Because we're searching an area, we should not be too concerned about taking the averages of both the latitude and longitude separately, instead of comparing pairwise (as a latitude and longitude result together). We do latitude and longitude separately as well to see if there are systematic differences in the end distributions of latitudes and longitudes.

With our fairly fancy ellipse function that we already use—one that is still highly accurate at low latitudes—we create an hour’s worth flying radius no problem, without the distortion that creating a typical circle would be across our not-spherical Earth.

The above figures show 1 hour radius circles for the means and medians of Version 1 and Version 2 with 2.5% and 5% ping arc error. Depending on which scenario you trust the most, the dashed up-to-an-hour circles with the mean/median dots show the most likely regions where the plane is. Note that the variance increases for the more-rough estimates: Version 1 is more rough than Version 2, and 5% error is more rough than 2.5% error.
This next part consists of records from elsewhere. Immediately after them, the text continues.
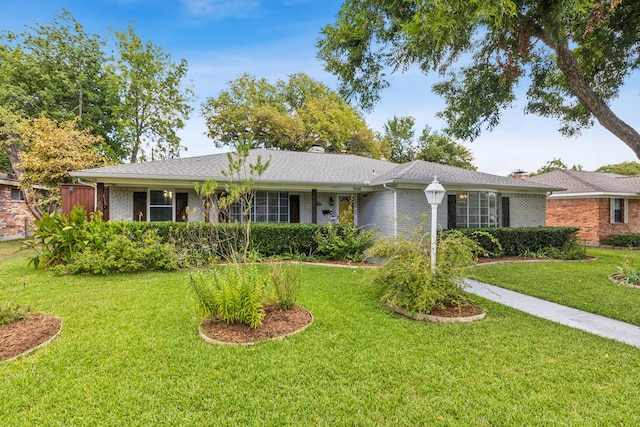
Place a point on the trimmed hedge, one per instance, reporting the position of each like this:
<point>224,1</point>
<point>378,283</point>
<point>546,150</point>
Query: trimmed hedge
<point>201,240</point>
<point>517,241</point>
<point>626,240</point>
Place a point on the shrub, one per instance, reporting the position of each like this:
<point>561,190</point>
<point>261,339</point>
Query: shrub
<point>518,241</point>
<point>10,313</point>
<point>627,240</point>
<point>122,254</point>
<point>287,279</point>
<point>343,242</point>
<point>234,293</point>
<point>57,238</point>
<point>627,274</point>
<point>406,277</point>
<point>71,244</point>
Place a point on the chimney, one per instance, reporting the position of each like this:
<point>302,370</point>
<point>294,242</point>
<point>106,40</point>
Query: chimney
<point>316,148</point>
<point>519,174</point>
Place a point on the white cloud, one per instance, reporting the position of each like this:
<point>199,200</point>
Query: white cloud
<point>219,9</point>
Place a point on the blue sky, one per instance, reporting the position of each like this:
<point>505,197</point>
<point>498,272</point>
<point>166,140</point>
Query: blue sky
<point>222,39</point>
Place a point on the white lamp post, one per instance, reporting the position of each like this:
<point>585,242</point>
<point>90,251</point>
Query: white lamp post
<point>435,194</point>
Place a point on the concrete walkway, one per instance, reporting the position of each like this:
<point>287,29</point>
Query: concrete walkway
<point>593,323</point>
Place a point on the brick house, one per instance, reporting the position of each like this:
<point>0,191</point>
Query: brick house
<point>318,187</point>
<point>598,203</point>
<point>15,216</point>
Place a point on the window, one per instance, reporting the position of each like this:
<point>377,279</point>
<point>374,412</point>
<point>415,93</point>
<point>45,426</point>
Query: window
<point>618,210</point>
<point>17,194</point>
<point>267,206</point>
<point>477,209</point>
<point>160,205</point>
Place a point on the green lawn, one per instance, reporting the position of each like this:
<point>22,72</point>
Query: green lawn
<point>129,354</point>
<point>582,285</point>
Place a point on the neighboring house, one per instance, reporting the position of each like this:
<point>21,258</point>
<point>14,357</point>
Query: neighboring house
<point>15,216</point>
<point>598,203</point>
<point>314,187</point>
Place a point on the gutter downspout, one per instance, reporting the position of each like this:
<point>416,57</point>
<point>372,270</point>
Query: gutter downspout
<point>395,208</point>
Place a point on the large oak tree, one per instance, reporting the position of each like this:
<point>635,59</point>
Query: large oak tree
<point>289,115</point>
<point>574,55</point>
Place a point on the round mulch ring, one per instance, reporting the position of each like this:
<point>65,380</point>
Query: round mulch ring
<point>23,336</point>
<point>276,324</point>
<point>453,313</point>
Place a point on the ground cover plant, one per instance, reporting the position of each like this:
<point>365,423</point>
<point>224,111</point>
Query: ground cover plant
<point>582,284</point>
<point>129,354</point>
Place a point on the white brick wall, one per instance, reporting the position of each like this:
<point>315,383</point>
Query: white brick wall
<point>121,203</point>
<point>376,211</point>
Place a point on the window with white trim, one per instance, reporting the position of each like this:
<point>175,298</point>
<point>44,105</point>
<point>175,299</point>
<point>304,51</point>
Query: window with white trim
<point>619,211</point>
<point>267,206</point>
<point>160,205</point>
<point>477,209</point>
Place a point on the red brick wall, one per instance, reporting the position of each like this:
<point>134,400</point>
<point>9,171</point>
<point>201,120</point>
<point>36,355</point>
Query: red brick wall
<point>592,216</point>
<point>13,215</point>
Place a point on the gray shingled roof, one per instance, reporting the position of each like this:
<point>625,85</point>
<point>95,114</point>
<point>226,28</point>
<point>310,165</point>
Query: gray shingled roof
<point>584,182</point>
<point>420,171</point>
<point>307,168</point>
<point>284,167</point>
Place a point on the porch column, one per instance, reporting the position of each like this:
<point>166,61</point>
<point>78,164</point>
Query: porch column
<point>314,206</point>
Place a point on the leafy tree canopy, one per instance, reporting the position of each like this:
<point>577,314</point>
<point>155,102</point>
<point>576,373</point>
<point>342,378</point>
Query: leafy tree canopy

Fortunately, within the circles, we have a partial Venn diagram going on; there's a fair amount of overlap between all four circles.

Search the Circles, Starting at the Center

We first did an exceptional job of averaging to figure out where to start looking. Displaying those averages, we have narrowed down more where MH370 might be, but as you can see from the plots, due to the limitation of up to 1 hour at the end, we unfortunately can't determine better likelihoods without more information. Thus, a good search strategy would be to pick the most likely scenario and start at the center, then head to sections where other circles overlap to first cover the areas of ocean more likely to have MH370, given the results of our model.

Additional Information, Black Box Pings and Search Areas

Australian Government Search Locations as of first week of April: Link 1, Link 2, Link 3

Daily Mail Infographic of Black Box Ping Locations: Link 1

[1] Completed March 23, and updated March 30, so 1-2 weeks ahead depending on how you count it.

[2] Although this is not really an issue in the main cabin, which is why the FAA in the United States has now largely relaxed the so-called "Kindle Rule."

[3] Cruising speed for 5 hours, which becomes 5/6 cruising speed for 6 hours, to get the plane’s location at the last ping arc.

[4] If we were hardcore, we’d keep track and report significant figures; but I don’t think this is necessary here. Rounding is important though because we really do not know the exact locations nearly as precisely as Python calculates it to be. Inmarsat et al. didn’t even release error margins, and they are a legitimate engineering and technology company.

[Image: Flickr user CamponeZ]




Add New Comment

2 Comments

  • It would be quite a service to your readers if you would take the time to fact check your article. Especially such an important development in the story such as the pingers going silent.

    'But now that any black box pings have been silent for a week.'

    I am constantly amazed the media in general keeps informing the world incorrectly in every way possible with this story. Anyways, basically the maker guarantee one month of 160dB Pinger performance on the required frequency.

    However despite this, they will generally perform at 157dB for another month and then dropping further to 150db and with possible 1kHZ drift in the signal for another month.

    So while the peak performance of the device is done, the device still transmits the ping just at much lower power level. I am sure you can dig up this information.

  • Thanks for the comment -- I was not aware of this black box technical point. But it's a factual statement we haven't heard anything that could be the black box for over a week now. So, whether or not the black box pingers have the potential to continue being detected, was not in the scope of the mention. Only in that, for the time being, without any recent potential pings to go on, this model gives a good inference on where to focus the search.